Pepper&Carrot episodes are published on Internet. It implies scrolling vertically long pages to read the episodes. The scrolling action and nature of this big vertical page changes the way to design storyboard. Complex layout seen in printed comics, BD and manga can appears more complex when all pages are sticked together. That's why I try now to keep the layout simple.

g. Sketches : Acting/Repetition exercices

Complex scenes exists, and a good storyboard reveals them. That's a part of the storyboard's job :) Doing sketches before drawing the final page can avoid a lot of trial and error ( undo/erase ). Picture example : Pepper refrain herself to cries on episode 8, then breaks... I was very afraid of not being able to draw this scene.

2. Production

a. Traditional : pencil line art

I practiced for episode 2 and 3 this technique. Sketching with blue pencil and lines with a pencil. After scan of the pages, blue sketches is removed to clean the lines. It's popular among other comic artist, and I made a lot of effort to adapt to it. I felt frustrated with it, and pleasure to draw vanished a bit with the constrain of being too clean.

b. Digital : drawing on Cintiq

After the frustration on episode 2 and 3, I decided to use my Cintiq21UX from scratch for episode 4. The Cintiq precision is not good compare to a pencil. I had to draw zooming in the page a lot. Even with a high zoom, it was hard to be precise. So I decided to 'sketch a bit the lines'. I felt frustrated with it too, the Cintiq doesn't have a good ergonomy in general and it's hot.

The episode 5 , about 'winter holidays' was done with the 'pencil line art technique'.

c. Digital : drawing with a tablet

On the start of Episode 6, the Cintiq died in the middle of the long episode production. I wanted to try the Cintiq again with the new stabilizer of Krita. I had to finish the episode in tablet mode. Inking with a tablet is not evident, but the ratio of the Wacom Intuos3 A4 mapped too a 21,5inch 1080p screen was good enough to draw details. I could finish the episode, and was happy about this, but I wanted to change everything.

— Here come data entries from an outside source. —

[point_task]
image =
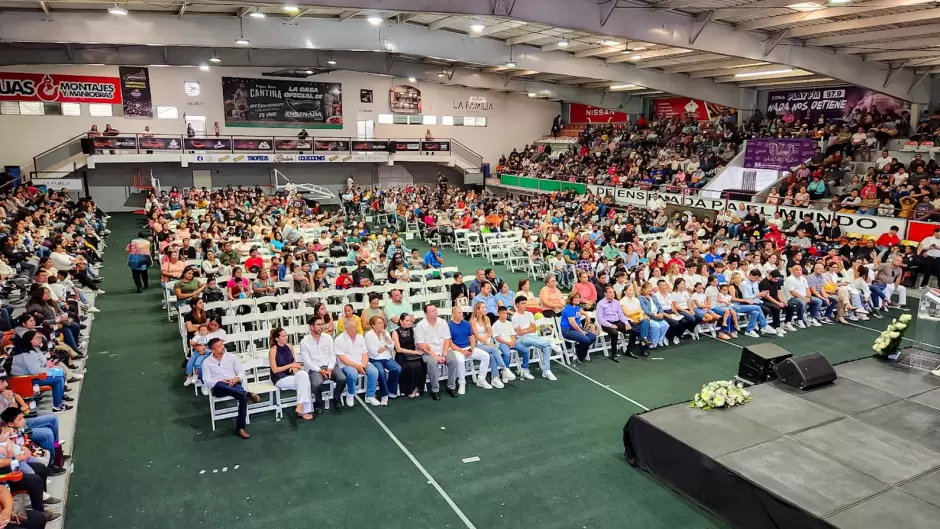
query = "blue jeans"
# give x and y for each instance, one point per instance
(582, 341)
(541, 343)
(45, 431)
(352, 376)
(388, 383)
(496, 359)
(755, 316)
(240, 394)
(507, 353)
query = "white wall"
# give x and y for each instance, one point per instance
(514, 121)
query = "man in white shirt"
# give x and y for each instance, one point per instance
(796, 290)
(527, 335)
(354, 361)
(223, 373)
(318, 354)
(930, 249)
(432, 337)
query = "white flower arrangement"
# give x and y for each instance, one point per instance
(889, 341)
(721, 394)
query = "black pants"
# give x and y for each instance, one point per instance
(931, 268)
(141, 278)
(613, 333)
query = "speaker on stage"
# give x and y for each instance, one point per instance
(88, 146)
(758, 361)
(806, 372)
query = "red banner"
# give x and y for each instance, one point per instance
(56, 88)
(684, 106)
(588, 114)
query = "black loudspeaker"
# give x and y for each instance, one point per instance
(806, 372)
(758, 361)
(88, 146)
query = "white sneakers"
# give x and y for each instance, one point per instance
(482, 383)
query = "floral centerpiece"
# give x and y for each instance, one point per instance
(889, 342)
(721, 394)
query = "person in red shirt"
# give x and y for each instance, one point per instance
(254, 260)
(888, 239)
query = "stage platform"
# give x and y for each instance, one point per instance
(861, 453)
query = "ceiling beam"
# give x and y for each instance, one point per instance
(862, 23)
(442, 23)
(875, 36)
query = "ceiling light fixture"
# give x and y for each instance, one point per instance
(766, 72)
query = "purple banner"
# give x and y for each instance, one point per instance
(778, 153)
(847, 102)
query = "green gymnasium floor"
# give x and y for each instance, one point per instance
(551, 454)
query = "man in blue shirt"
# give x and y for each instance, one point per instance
(463, 343)
(488, 299)
(433, 259)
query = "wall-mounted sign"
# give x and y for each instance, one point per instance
(474, 104)
(282, 103)
(135, 89)
(57, 88)
(404, 99)
(588, 114)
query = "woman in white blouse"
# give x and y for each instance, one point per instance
(381, 351)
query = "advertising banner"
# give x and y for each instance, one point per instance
(370, 146)
(404, 146)
(293, 145)
(135, 90)
(57, 88)
(253, 144)
(845, 102)
(160, 144)
(114, 142)
(282, 103)
(442, 146)
(404, 99)
(682, 107)
(588, 114)
(331, 145)
(782, 154)
(207, 144)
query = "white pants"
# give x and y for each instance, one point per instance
(476, 354)
(901, 290)
(301, 384)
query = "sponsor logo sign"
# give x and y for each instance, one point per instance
(57, 88)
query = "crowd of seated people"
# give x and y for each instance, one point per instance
(728, 277)
(51, 252)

d. Digital : going full painting over a digital sketch

After the painful episode 6, I decided to try for episode 7 ,8 ( and even start of 9 ) another 100% digital method with my Intuos 3 A4. I kept digital sketches, painted under and detailed with a paint-over pass. The method is good and effective, but the rendering is a bit blury. Also, digital sketching isn't pleasant to me on a tablet. I felt my moves very constrained.

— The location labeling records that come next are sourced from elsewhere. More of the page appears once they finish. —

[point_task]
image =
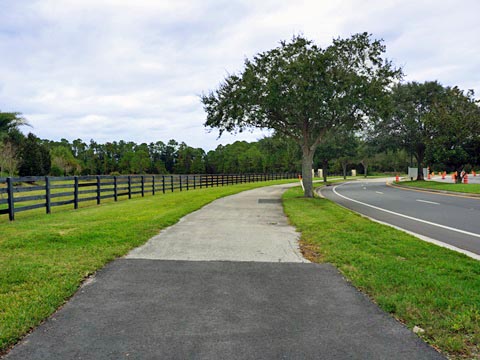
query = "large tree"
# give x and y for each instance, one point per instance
(10, 121)
(302, 91)
(407, 125)
(36, 159)
(455, 120)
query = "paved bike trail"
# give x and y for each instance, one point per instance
(226, 282)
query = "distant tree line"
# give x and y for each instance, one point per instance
(30, 156)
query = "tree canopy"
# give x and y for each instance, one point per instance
(302, 91)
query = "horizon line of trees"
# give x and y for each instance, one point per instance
(380, 149)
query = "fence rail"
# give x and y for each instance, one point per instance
(19, 194)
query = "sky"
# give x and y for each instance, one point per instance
(112, 70)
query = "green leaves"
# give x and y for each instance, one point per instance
(303, 91)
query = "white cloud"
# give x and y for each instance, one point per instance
(117, 69)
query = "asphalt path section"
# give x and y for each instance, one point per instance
(158, 308)
(451, 220)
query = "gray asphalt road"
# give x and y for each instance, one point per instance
(158, 309)
(450, 219)
(226, 282)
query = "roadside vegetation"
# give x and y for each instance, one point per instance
(419, 283)
(436, 185)
(44, 259)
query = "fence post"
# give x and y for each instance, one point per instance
(129, 187)
(115, 188)
(98, 190)
(75, 192)
(11, 201)
(47, 194)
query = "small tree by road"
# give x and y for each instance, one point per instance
(302, 91)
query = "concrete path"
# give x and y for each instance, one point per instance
(256, 300)
(249, 226)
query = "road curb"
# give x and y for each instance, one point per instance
(444, 192)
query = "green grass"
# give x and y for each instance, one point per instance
(436, 185)
(419, 283)
(44, 258)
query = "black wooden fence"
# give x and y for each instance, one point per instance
(27, 193)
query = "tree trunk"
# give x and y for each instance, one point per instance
(307, 161)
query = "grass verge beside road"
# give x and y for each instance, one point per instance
(419, 283)
(43, 259)
(436, 185)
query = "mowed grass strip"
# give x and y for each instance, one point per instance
(436, 185)
(419, 283)
(44, 258)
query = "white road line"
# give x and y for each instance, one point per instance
(428, 202)
(406, 216)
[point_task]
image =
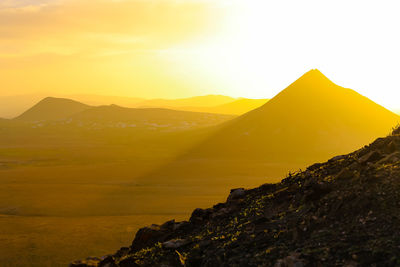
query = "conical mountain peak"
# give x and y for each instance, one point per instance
(313, 78)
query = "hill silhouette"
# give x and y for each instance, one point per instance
(311, 120)
(51, 108)
(197, 101)
(155, 117)
(344, 212)
(236, 107)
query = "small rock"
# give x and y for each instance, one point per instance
(370, 157)
(392, 158)
(236, 194)
(174, 244)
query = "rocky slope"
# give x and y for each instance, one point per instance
(345, 212)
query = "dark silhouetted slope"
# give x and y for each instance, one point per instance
(51, 108)
(345, 212)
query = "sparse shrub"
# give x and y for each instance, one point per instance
(396, 130)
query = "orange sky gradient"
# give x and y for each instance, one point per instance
(176, 48)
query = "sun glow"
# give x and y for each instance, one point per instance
(168, 48)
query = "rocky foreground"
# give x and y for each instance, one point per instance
(345, 212)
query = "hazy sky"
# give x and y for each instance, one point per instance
(179, 48)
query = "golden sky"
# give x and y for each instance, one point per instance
(179, 48)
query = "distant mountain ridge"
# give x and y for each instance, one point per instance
(51, 108)
(311, 120)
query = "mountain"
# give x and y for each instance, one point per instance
(150, 117)
(99, 100)
(236, 107)
(51, 109)
(344, 212)
(197, 101)
(311, 120)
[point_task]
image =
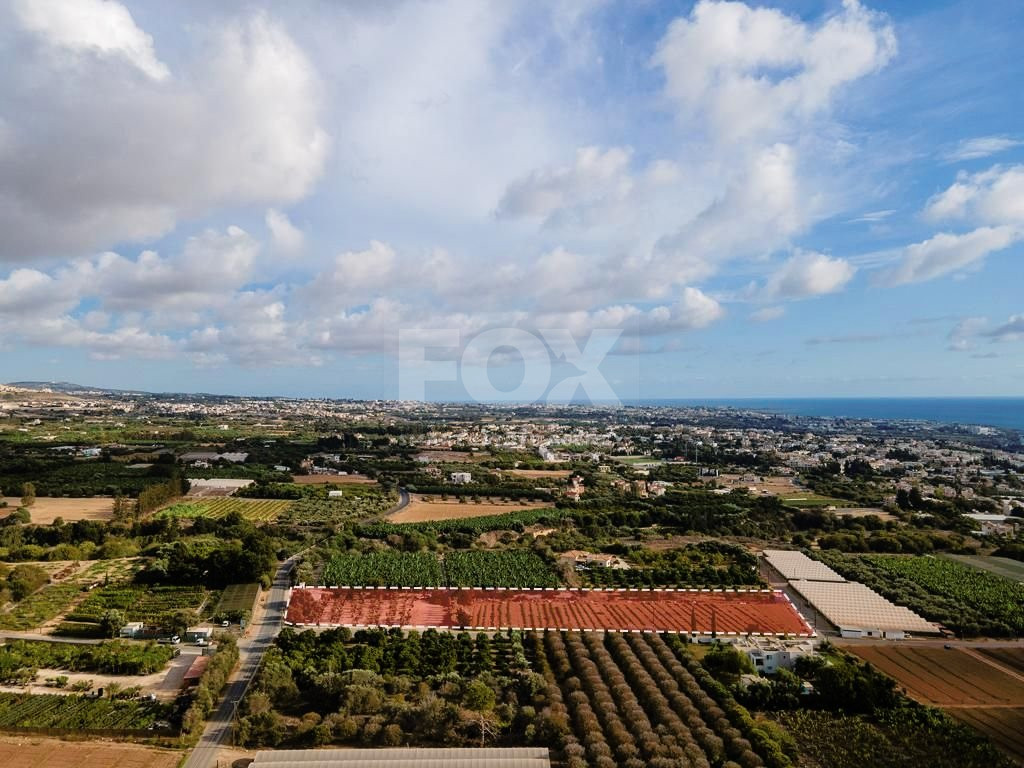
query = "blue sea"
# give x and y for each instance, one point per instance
(994, 412)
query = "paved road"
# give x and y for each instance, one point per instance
(251, 649)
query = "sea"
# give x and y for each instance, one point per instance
(993, 412)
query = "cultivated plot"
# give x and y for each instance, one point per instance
(723, 612)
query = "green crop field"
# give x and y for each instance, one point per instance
(254, 510)
(970, 601)
(501, 568)
(357, 502)
(1003, 566)
(148, 604)
(237, 599)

e. Digital : speedpainting then detail

On episode 9, I decided to try something new. I tried to adapt a concept-art speedpainting technique to Pepper&Carrot. I thought the method would be super effective but it took me more time, and the rendering was even more blurry. I've spent many sleepless night and injured my hand to catch the deadline...

f. Traditional : pencil sketch + digital painting

On the episode 10, I decided to solve many issues, and group what was working for me. It was necessary after episode 9. In general, I have more pleasure to draw with pencils. It's more precise than any Cintiq or digital device, and I like precision. A drawing also brings me a true feedback about my true skill. 'True skill' because I can't deform, erase, undo, move the composition around. It's better for my training in general. With the experience of digital sketches from episode 7 and 8 , I understood I don't need to get clean sketches. So, I can sketch and draw the panel with letting the guidelines , crosshatching. It made my drawing time a more relaxing experience. About coloring with digital ( Krita ), I keep one layer under my pencil artwork to paint the general ambiance of the panel.
Then when the global look is ok , I create a layer on the top ( or flatten all ) and start paint-over. I paint-over lines and areas. I work flat and keep the lines , but I manage them while painting. example : the same panel from episode 10 , before paint-over ( left ) and after ( right ). About the Gmic[colorize] filter, I still use it but more to create a quick mask of a silhouette and split areas of my drawing. I rarely use it to color every tiny islands as I could do from episode 3 to episode 6.

Conclusion

That's all, thank you for reading. I hope this summary of my experiences over the production of the first 10 episodes of Pepper&Carrot will help you in your own process.